OPINION | ON BOOKS: 'The Storyteller' a glimpse at Grohl

"The Storyteller: Tales of Life and Music" (Dey Street Books, $29.99)
"The Storyteller: Tales of Life and Music" (Dey Street Books, $29.99)

I lamented to a friend that I had once again gotten sidetracked off my serious programmatic reading. I had picked up the autobiography of rock star Dave Grohl, "The Storyteller: Tales of Life and Music" (Dey Street Books, $29.99), and fallen deep into it.

My friend raised an eyebrow. Was that the rocker involved in some vague scandal she had heard about? Maybe a #Metoo situation?

I panicked for a moment. All of us have blind spots, areas of incomplete knowledge. I never know who's dating who or what the latest celebrity outrage is. All I knew about Grohl was that he used to be the drummer in Nirvana, he was the chief songwriter and front man of Foo Fighters, and that he presented as an amiable goof who genuinely loves his work and understands exactly how lucky he is to occupy the place he occupies in our culture.

Oh, he played Satan in 2006's "Tenacious D in the Pick of Destiny." And he directed the excellent 2013 documentary "Sound City."

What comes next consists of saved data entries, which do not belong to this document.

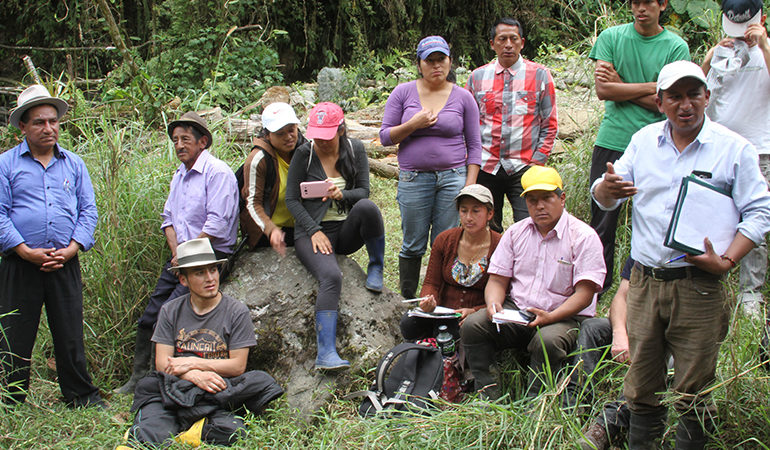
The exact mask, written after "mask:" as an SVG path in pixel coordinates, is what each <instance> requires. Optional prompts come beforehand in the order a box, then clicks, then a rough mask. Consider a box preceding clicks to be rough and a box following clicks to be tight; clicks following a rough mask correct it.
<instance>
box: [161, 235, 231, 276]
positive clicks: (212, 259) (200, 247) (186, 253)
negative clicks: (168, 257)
mask: <svg viewBox="0 0 770 450" xmlns="http://www.w3.org/2000/svg"><path fill="white" fill-rule="evenodd" d="M176 262H177V265H176V266H174V267H169V268H168V270H169V271H171V272H172V273H178V272H179V269H186V268H188V267H201V266H208V265H209V264H222V263H224V262H227V260H226V259H217V257H216V255H215V254H214V249H213V248H211V242H210V241H209V239H208V238H199V239H190V240H189V241H185V242H182V243H181V244H179V246H178V247H177V248H176Z"/></svg>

I had no idea there was any controversy about him.

So I started Googling. If I was going to write about his book — and "The Storyteller" had hijacked enough of my time that I was compelled to either write about it or have this column go black for a week — I had to at least take note of the allegedly dark side of Dave Grohl.

All I found were a couple of mentions of a tweet that Courtney Love had posted — then retracted — that vaguely alleged Grohl was "abusive" during business negotiations over Nirvana royalties. (She was, you will remember, married to the late Nirvana frontman Kurt Cobain.) Maybe Love will have more to say about this in the future. All I can report is that Grohl doesn't have anything bad to say about Love in his book. Or anything bad about Cobain either, though Grohl had never known anyone who had used heroin before.

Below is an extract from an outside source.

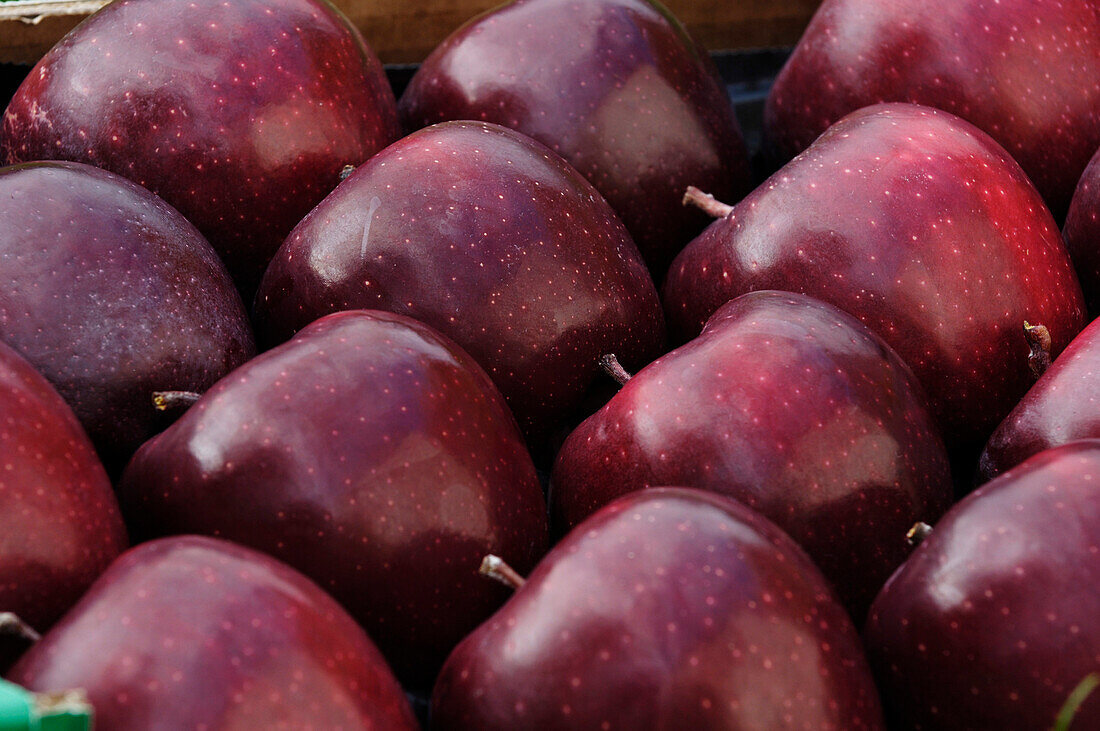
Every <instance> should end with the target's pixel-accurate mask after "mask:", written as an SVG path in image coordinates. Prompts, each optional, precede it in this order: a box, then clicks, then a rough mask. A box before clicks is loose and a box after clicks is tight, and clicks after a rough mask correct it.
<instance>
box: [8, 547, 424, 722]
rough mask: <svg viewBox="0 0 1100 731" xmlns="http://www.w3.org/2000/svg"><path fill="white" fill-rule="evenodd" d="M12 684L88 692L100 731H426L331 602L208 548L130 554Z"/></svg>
mask: <svg viewBox="0 0 1100 731" xmlns="http://www.w3.org/2000/svg"><path fill="white" fill-rule="evenodd" d="M9 677H10V679H12V680H13V682H15V683H19V684H20V685H23V686H25V687H27V688H30V689H32V690H36V691H56V690H66V689H68V688H83V689H84V690H85V693H86V694H87V696H88V699H89V700H90V701H91V705H92V707H94V708H95V722H96V728H97V729H158V728H160V729H164V728H173V729H272V728H303V729H305V728H315V729H393V730H395V731H398V730H400V731H405V730H407V731H412V729H416V728H417V723H416V720H415V719H414V718H412V713H411V711H410V709H409V707H408V701H407V700H406V699H405V695H404V693H403V691H401V688H400V686H399V685H398V684H397V680H396V679H395V678H394V675H393V673H392V672H390V671H389V668H388V667H387V666H386V663H385V661H384V660H383V657H382V654H381V653H379V652H378V650H377V649H376V647H375V646H374V644H373V643H372V642H371V640H370V638H367V636H366V634H365V633H364V632H363V630H362V629H361V628H360V627H357V625H356V624H355V622H354V621H353V620H352V618H351V617H349V616H348V613H346V611H344V610H343V609H342V608H341V607H340V606H339V605H338V603H337V602H335V601H333V600H332V598H331V597H329V596H328V595H326V594H324V592H323V591H321V590H320V589H319V588H318V587H317V586H316V585H315V584H313V583H311V582H309V580H308V579H307V578H306V577H305V576H303V575H301V574H299V573H298V572H296V571H294V569H292V568H290V567H288V566H286V565H284V564H282V563H279V562H277V561H275V560H273V558H271V557H270V556H267V555H265V554H262V553H260V552H256V551H252V550H249V549H244V547H242V546H239V545H234V544H232V543H229V542H228V541H220V540H216V539H210V538H200V536H195V535H187V536H174V538H168V539H162V540H160V541H154V542H151V543H144V544H142V545H140V546H136V547H134V549H133V550H131V551H129V552H128V553H125V554H123V555H122V556H121V557H120V558H119V560H118V561H116V562H114V563H113V564H112V565H111V567H110V568H109V569H108V571H107V573H106V574H103V576H102V577H101V578H100V579H99V580H98V582H97V583H96V584H95V585H94V586H92V587H91V589H89V591H88V594H87V595H85V597H84V598H83V599H81V600H80V603H79V605H77V607H75V608H74V609H73V610H72V611H70V612H69V613H68V614H66V616H65V618H64V619H63V620H62V621H61V622H59V623H58V624H57V627H56V628H54V630H52V631H51V632H50V633H47V634H46V635H45V636H44V638H43V639H42V641H41V642H40V643H38V644H36V645H35V646H34V647H32V649H31V650H30V651H29V652H27V653H26V655H24V656H23V658H22V660H21V661H20V662H19V663H18V664H17V666H15V667H14V668H13V669H12V672H11V674H10V676H9Z"/></svg>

In fact, Grohl has hardly anything bad to say about anybody. This isn't a dirt-dishing tell-all, the cold revenge of a misfit who made it despite everybody telling him he couldn't. This really isn't much of an autobiography — if you're looking for research paper facts, you can glean a lot more from the detailed Wikipedia entry on Grohl than this book.

He barely mentions his first wife, spending more time on his ill-fated cross-country trip to visit the Dallas-area strip club owned by metal band Pantera. After taking a 200-mile detour to visit the club, Grohl was refused entrance because he had left his wallet at a gas station in Barstow, Calif. When he told the bouncer he was friends with the band, the unsympathetic doorman told him "everybody is friends with Pantera."

Grohl got his wallet back decades later, after a chance meeting in Los Angeles with the son of the couple who owned the gas station. They'd held onto it for all those years. Grohl does not report whether they knew the wallet belonged to a celebrity. He seems, in print at least, very unlikely to pull the "Do you know who I am?" card.

He always seems surprised when people do, whether it's George W. Bush "hey, dude"-ing him in a White House hallway, or Paul McCartney, or Dime­bag Darrell (though that still didn't get him into the club).

The result is an uneven but highly likable book that, as the title suggests, is episodic and anecdotal while not being terribly revealing. The members of Foo Fighters (which started with Grohl playing all the instruments but was never intended as a solo project) keep changing, and we might wonder if there isn't some interesting material that Grohl is avoiding, and I for one would like to have read even more about Grohl's pre-Nirvana apprenticeship (he talks about his single drum lesson but doesn't mention his early guitar education).

We glean that he grew up in suburban Virginia, not far from Washington, and that his mother — who remains his best friend — was a remarkably empathetic and emotionally intelligent parent. Grohl made up with his absent father before he died, and seems not to have sustained any deep childhood trauma. He does, however, seem to injure himself regularly, sometimes in stupid ways, like leaping off a 12-foot-high stage.

In what feels like a Second City skit, Grohl encounters a serious drug problem: He's a caffeine abuser who once had a five-pots-of-coffee habit a day (in between java fixes, he'd drink strong tea). This led to a health scare, which, while no doubt very real to Grohl and his family, is hardly "Jo Jo Dancer, Your Life Is Calling."

I guess one could question what the purpose of this book is beyond further enriching Grohl, who is already the third-richest drummer on the planet (behind Ringo Starr and Phil Collins). But I liked the book enough to keep reading it, even when I knew it was not going to offer any bombshell revelations or give me much insight into how Nirvana or Foo Fighters operate.

Grohl emerges as a lucky kid who early on discovered he loved the carnival and was lucky (and talented — he doesn't talk about himself this way but his gifts are enormous) to make a living at it. I'll bet he's a sweet man who loves his family and would be cool to hang around with.

Most of us will never get to do that. But this book might give us the flavor.